Published on Mar 8, 2022 by Paul Anderson
What began as a rising tide in post-Derecho, 2020 turned into the perfect storm of high demand and an uncertain supply in 2021. So far, in 2022, the grain markets continue to ride that momentum. China bought record amounts of corn in 2021 and pushed grain markets across the board to highs not seen since 2012. That, combined with very little carryover from the 2020 crop and widespread drought in the Northern Plains, sent end-users scrambling to fill their grain bins. Ultimately, the drought didn’t have the impact that was expected. In fact, 2021’s corn and soybean crops turned out to be the largest in history.
The trend has been upward for both corn and soybeans this year but under a different set of circumstances. After spending most of the winter largely absent from the U.S. grain markets, China has just recently become an active buyer again. Domestic usage has been the primary driver of demand in recent months. Profit margins for ethanol have been strong, and ethanol plants have been running at full capacity. Soybean prices have benefited from the three-month-long bullish run in oil prices and strong demand for bean meal as livestock feed. Hot, dry weather in Brazil and Argentina has also been a factor. Both countries are currently harvesting a smaller than anticipated soybean crop.

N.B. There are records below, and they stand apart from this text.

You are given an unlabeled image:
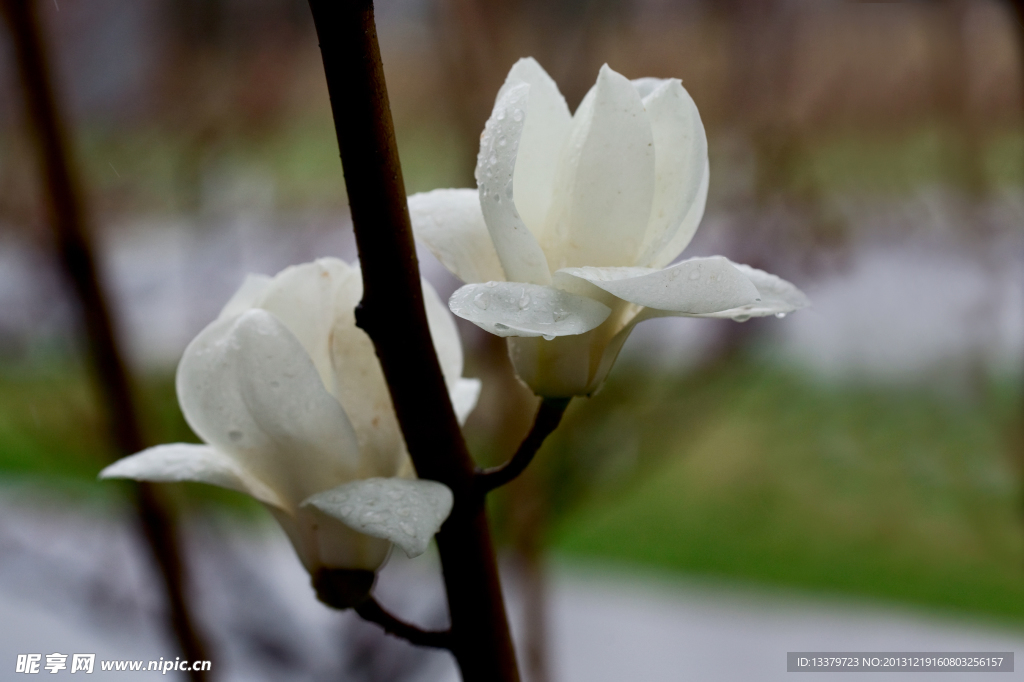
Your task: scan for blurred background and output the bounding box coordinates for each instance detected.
[3,0,1024,680]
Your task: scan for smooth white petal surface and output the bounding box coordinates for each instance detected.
[303,478,454,558]
[476,82,552,285]
[557,256,761,314]
[545,64,655,268]
[408,189,506,284]
[452,378,482,425]
[690,263,809,320]
[498,58,572,241]
[649,160,709,269]
[177,309,361,506]
[635,80,709,268]
[99,443,285,509]
[450,282,611,338]
[255,259,358,395]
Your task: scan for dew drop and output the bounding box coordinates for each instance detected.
[493,194,501,203]
[400,522,416,536]
[518,293,530,309]
[498,136,506,147]
[485,281,498,288]
[775,312,787,319]
[733,314,751,323]
[494,323,510,331]
[553,310,569,322]
[512,109,524,122]
[688,270,701,281]
[496,108,506,121]
[473,293,489,310]
[542,334,555,341]
[488,154,497,166]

The conflict between Russia and Ukraine has created anxiety across the markets in general but could have a particularly strong impact on the grain markets. Russia and Ukraine account for roughly one-third of the world’s wheat exports and nearly one-fifth of the world’s corn exports. Throughout Ukraine, ports and other infrastructure have been closed or damaged, and international grain traders like ADM and Bunge have suspended operations. Millions of bushels of Ukraine’s 2021 corn and wheat crops are essentially frozen in place. Ukrainian farmers would normally start planting the 2022 corn crop in the next couple weeks, but now that is in jeopardy. Banks are closed, and the ability to secure financing is nonexistent. Financing aside, shortages in fuel, seed, fertilizer and machinery operators are all but guaranteed. With two years’ worth of production at stake, this could alter the world grain supply into 2023 and beyond.
The ripple effect from this conflict will extend around the globe. Major grain importing countries like China and Egypt rely on Ukraine as a source of corn and wheat. China, for example, typically buys more corn from Ukraine than it does from the U.S. Unless conditions change soon, importers will have to start looking for alternatives to secure the grain their countries need. The U.S. is well-positioned to fill the void as the only other country in the world with a meaningful amount of corn readily available for export.
Domestically, the outlook is much more positive. Corn and soybean producers are coming off a great year in 2021. Input costs have increased dramatically, but farmers have still had ample opportunity to contract their 2022 crop for a profit. Dry weather could be a threat as the same La Nina weather pattern that influenced the 2021 growing season is still present going into the 2022 growing season. While no two La Nina patterns are the same, it’s likely that there will be some similarities. On top of that, there are all of the other day-to-day challenges that go along with producing a crop. The variables at play are complex, and uncertainty is high, but at least for now, it’s hard to make much of a case for lower grain prices.